Я твердо уверовал: для того, чтобы хоть немного приблизиться к счастью (то есть не потерять себя, не предавать себя, следовать своему назначению, вообще по возможности верно выдерживать достойное направление в жизни — то самое, которое после не доставит мук раскаяния, стыда, а может, и неуважения, презрения к себе) надо слушать сердце и не верить даже безукоризненно-логичным, умным и самым привлекательным построениям философии, если от них оторвана душа.

Я понял: добро проявляет себя лишь в преодолении зла, рядом со злом. Добро встает во весь рост, проявляет величие, красоту и великие созидательные свойства, лишь противопоставляя себя злу.

Мысль о неизбежности зла ненавистна. Смириться с таким порядком в нашем мире я не могу. Я верю, мне просто недоступно иное толкование зла. Оно существует — преодоление зла и, следовательно, мир без зла, но я не в состоянии это осознать, меня просто не хватает, я мелковат…

15

Я дежурю у топки — надо время от времени отсыпать шлак. Иначе эта старая каракатица задохнется. Дверца поддувала нараспашку, тогда уголь прогорает до конца.

На руки, урча, взбирается маленькая Киска. Она совсем не походит на куцых городских кошек. Ее густой шелковистой шкурке позавидовал бы и сибирский кот. Топорща длинные мушкетерские усы, она трется о руки. Поводит на шорохи плотно опушенными рыжеватыми ушками. А разомлев, с жару, тут же придремывает, сонно посасывая рубашку, томно жмурясь и запуская в рубашку коготки. Блаженное мурчанье прерывают мыши. Они вдруг громко, скандально-визгливо верещат за перегородкой. Киска срывается, пригибаясь, исчезает в темноте.

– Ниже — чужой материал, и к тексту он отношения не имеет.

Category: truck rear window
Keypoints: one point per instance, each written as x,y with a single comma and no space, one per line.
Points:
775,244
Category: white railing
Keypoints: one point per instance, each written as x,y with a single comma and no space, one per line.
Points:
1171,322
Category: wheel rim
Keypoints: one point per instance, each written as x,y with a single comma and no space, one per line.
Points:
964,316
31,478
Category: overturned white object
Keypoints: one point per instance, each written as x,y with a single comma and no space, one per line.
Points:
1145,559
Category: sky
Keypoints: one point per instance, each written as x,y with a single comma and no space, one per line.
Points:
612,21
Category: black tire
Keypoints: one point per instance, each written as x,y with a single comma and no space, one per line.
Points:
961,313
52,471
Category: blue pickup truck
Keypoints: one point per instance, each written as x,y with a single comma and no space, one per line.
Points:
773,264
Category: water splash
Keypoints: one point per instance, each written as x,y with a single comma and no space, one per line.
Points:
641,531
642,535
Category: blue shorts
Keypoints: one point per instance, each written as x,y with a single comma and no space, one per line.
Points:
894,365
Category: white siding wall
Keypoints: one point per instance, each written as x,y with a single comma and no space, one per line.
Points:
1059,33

Случается, топка начинает простуженно сипеть. Батареи раскаляются, вот как сейчас, и я скидываю пальто. А вообще мышцы просят тепла. Я мякну, слабя мышцы. Трехглавые на руках забил до невозможности. Твердые… а твердые — это очень плохо…

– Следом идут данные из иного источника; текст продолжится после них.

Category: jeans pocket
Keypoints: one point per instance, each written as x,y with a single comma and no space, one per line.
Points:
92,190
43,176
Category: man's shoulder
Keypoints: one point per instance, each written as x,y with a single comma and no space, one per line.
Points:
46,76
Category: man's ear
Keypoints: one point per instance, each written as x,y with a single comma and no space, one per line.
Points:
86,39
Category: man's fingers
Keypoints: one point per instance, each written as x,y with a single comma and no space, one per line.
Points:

Из темного угла, там, где батарея, выползает черепаха. Дочка нашла ее на дороге перед самым первым снегом. Ее панцирь пересекает глубокая трещина. В тепло она наведывается на кухню за овощными очистками.

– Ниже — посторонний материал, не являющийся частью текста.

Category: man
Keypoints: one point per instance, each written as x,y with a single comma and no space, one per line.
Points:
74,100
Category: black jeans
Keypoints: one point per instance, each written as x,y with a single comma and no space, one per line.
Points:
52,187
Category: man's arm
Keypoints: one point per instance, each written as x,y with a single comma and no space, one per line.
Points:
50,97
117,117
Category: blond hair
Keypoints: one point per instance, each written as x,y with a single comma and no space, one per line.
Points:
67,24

Я встаю и приношу кусок яблока. Черепаха клюет его; долго и методично перетирает мякоть, замедленно широко распахивая бледно-розовую пасть и вожделенно косясь на красные угли. Киску это забавляет. Она прыгает из темноты и шлепает черепаху лапкой по голове, пружинясь коромыслецем.

Однажды я видел, как, греясь, черепаха передвигалась за солнечным лучом. Когда луч с пола поднялся на стену, она долго скреблась, пытаясь взобраться за ним. В щелях ставен — отблески луны. Жаль, ставни затворяются со двора. Я люблю светлое и спокойное стояние луны, здесь, за городом, не оскверненное ни электрическим заревом, ни трассами проводов, ни городским шумом. Тихо, задумчиво это стояние за верхушками деревьев. И эта высвеченность голых деревьев — поразительно четкие линии. А луна наверняка нынче высокая и арабской лодочкой, а тени — куцые. Там — скудность звезд и ясная морозность.

Я распрямляюсь, потягиваюсь, после набрасываю полушубок и плечом отбиваю дверь. Она тяжелая, да еще подсосал горячий воздух.

Сколько я вижу и слышу, а здесь зимними ночами тишина ошеломляет и беззвучным стоянием леса, и беззвучным разливом лунного света, даже обозначаются тени, и самим отсутствием каких-либо признаков жизни, пусть самых ничтожных. Заколдованный, безмолвный мир.

Над головой — оглаженно-пышные, перламутровой белизны облака. Ночь вдвойне светла из-за обилия совсем молодого, только что выпавшего снега. Он сверкает, словно блестки под новогодней елкой.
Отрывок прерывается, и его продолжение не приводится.